Вероккио охотно принимал участие в празднествах, устраиваемых учениками в честь принятия их в цех. И в этот день он сидел за столом простенького кабачка, излюбленного молодежью — подмастерьями и начинающими художниками, — и толстый хозяин таверны, Томазо, потчевал его своим хиосским вином, уверяя, что оно лучше его любимого фалернского.

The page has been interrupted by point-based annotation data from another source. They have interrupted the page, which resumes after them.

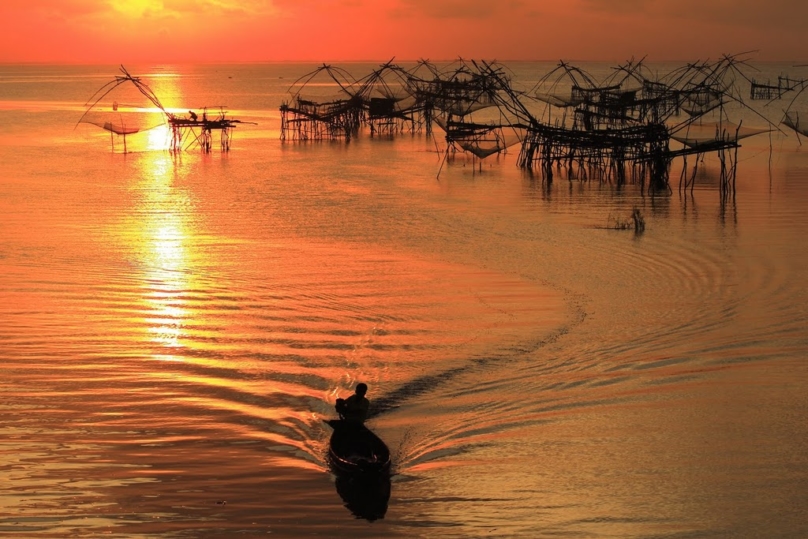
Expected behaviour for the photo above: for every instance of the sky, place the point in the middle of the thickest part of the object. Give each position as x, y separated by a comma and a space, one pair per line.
124, 31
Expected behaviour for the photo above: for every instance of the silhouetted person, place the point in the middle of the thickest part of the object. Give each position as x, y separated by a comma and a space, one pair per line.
355, 408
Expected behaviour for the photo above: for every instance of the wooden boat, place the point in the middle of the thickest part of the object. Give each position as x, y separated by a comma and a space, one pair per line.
355, 449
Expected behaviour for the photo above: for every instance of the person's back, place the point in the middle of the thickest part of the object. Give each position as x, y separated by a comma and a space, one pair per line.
356, 407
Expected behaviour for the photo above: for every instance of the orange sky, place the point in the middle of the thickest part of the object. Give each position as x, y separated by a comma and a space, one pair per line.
124, 31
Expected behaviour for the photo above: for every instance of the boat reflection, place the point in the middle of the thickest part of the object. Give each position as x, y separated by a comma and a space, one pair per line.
365, 496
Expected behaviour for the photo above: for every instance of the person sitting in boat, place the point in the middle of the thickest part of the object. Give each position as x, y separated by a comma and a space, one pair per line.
355, 408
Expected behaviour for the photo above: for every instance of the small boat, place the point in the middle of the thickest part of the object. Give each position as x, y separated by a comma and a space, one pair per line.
355, 449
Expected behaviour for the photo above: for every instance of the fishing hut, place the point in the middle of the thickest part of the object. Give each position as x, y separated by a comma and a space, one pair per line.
769, 91
466, 101
193, 130
392, 105
630, 127
144, 112
325, 104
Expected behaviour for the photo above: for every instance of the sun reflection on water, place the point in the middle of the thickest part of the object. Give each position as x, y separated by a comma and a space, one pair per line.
164, 236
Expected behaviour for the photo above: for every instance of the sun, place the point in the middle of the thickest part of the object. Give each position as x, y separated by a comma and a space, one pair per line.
137, 8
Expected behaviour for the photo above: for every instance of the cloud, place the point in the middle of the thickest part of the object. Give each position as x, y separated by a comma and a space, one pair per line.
461, 9
787, 14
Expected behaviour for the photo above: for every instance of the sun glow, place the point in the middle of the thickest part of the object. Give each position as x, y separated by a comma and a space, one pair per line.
163, 237
137, 8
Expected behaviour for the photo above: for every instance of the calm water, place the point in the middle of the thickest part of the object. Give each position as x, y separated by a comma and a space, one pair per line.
173, 330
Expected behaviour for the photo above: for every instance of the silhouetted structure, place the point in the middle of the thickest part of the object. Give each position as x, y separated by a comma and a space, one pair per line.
185, 133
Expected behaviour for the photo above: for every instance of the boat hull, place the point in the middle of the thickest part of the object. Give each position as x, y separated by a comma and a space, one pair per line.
355, 449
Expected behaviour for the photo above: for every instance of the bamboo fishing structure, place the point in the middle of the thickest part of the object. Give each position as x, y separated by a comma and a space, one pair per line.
185, 132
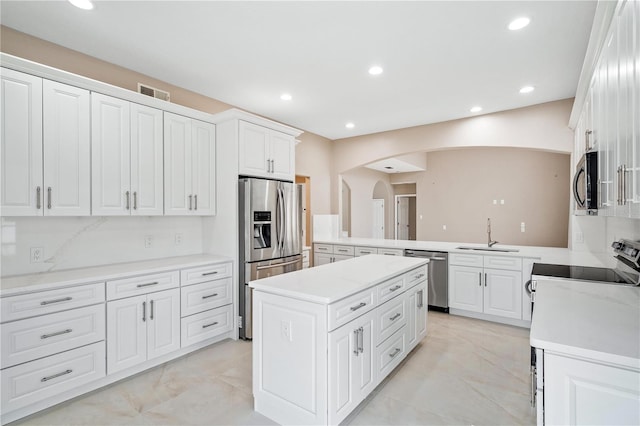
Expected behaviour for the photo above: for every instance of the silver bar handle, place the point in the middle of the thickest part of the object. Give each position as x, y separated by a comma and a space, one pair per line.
55, 376
57, 333
210, 295
356, 340
361, 305
49, 302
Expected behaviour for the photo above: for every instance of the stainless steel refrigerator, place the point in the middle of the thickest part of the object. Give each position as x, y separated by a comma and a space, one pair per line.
270, 236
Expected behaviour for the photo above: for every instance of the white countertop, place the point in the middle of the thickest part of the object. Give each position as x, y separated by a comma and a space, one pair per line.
329, 283
588, 320
10, 286
555, 255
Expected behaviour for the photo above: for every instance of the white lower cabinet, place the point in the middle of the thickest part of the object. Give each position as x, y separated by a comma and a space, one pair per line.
352, 371
141, 328
582, 392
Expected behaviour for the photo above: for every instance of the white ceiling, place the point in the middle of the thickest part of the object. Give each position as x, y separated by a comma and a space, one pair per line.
439, 58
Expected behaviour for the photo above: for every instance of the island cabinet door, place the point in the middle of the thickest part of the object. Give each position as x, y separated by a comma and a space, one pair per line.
351, 366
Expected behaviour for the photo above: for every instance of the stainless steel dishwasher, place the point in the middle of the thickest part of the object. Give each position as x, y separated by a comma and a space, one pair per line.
438, 277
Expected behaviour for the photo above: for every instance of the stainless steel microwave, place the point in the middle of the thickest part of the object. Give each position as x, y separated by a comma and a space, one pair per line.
585, 183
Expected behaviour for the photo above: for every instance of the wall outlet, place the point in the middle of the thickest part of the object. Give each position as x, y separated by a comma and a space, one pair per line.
37, 254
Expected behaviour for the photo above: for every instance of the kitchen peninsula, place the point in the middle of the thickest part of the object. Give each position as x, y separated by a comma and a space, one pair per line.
325, 337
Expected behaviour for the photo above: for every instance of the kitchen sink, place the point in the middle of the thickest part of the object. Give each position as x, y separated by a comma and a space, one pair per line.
501, 250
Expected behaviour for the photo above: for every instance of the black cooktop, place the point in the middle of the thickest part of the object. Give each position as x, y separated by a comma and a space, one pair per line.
585, 273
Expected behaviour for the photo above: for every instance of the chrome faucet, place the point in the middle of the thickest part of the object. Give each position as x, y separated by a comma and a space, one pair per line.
489, 242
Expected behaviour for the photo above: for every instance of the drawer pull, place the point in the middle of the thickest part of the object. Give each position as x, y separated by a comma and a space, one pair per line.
55, 376
210, 295
49, 302
148, 284
361, 305
46, 336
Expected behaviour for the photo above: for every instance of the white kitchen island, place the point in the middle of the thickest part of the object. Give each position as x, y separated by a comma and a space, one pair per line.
325, 337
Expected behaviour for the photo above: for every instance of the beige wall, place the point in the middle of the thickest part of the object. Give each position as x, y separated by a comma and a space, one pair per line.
459, 187
313, 154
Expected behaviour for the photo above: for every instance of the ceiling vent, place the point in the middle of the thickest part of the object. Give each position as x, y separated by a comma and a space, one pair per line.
153, 92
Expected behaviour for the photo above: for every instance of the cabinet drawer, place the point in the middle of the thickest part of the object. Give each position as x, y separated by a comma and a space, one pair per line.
34, 338
127, 287
390, 289
37, 380
201, 297
465, 259
363, 251
499, 262
391, 252
206, 325
343, 250
391, 317
205, 273
416, 276
391, 352
46, 302
352, 307
323, 248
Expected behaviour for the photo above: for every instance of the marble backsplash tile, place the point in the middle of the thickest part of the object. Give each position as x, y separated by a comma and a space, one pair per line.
75, 242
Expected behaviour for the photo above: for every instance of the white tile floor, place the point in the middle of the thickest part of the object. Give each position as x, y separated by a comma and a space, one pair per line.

Но Вероккио не слушал его хвастливых уверений; он был рассеян и, казалось, погружен в неотвязную грустную думу.

Хор учеников, провожая уезжавшего товарища, пел веселую песнь школьников, но Вероккио не подпевал им; голову его, как молотом, гвоздили знакомые слова:

Как вино, я песнь люблю
И латинских граций,
Если ж пью, то и пою
Лучше, чем Гораций!

Облокотясь на стол, Вероккио не притрагивался к своему кубку. Вот они все уходят от него, эти даровитые юноши, составлявшие его семью, в которых он вложил то, что постиг годами опыта и размышлений. Он чувствовал, что уйдет и этот, самый любимый, который написал на его «Крещении» прекрасного коленопреклоненного ангела.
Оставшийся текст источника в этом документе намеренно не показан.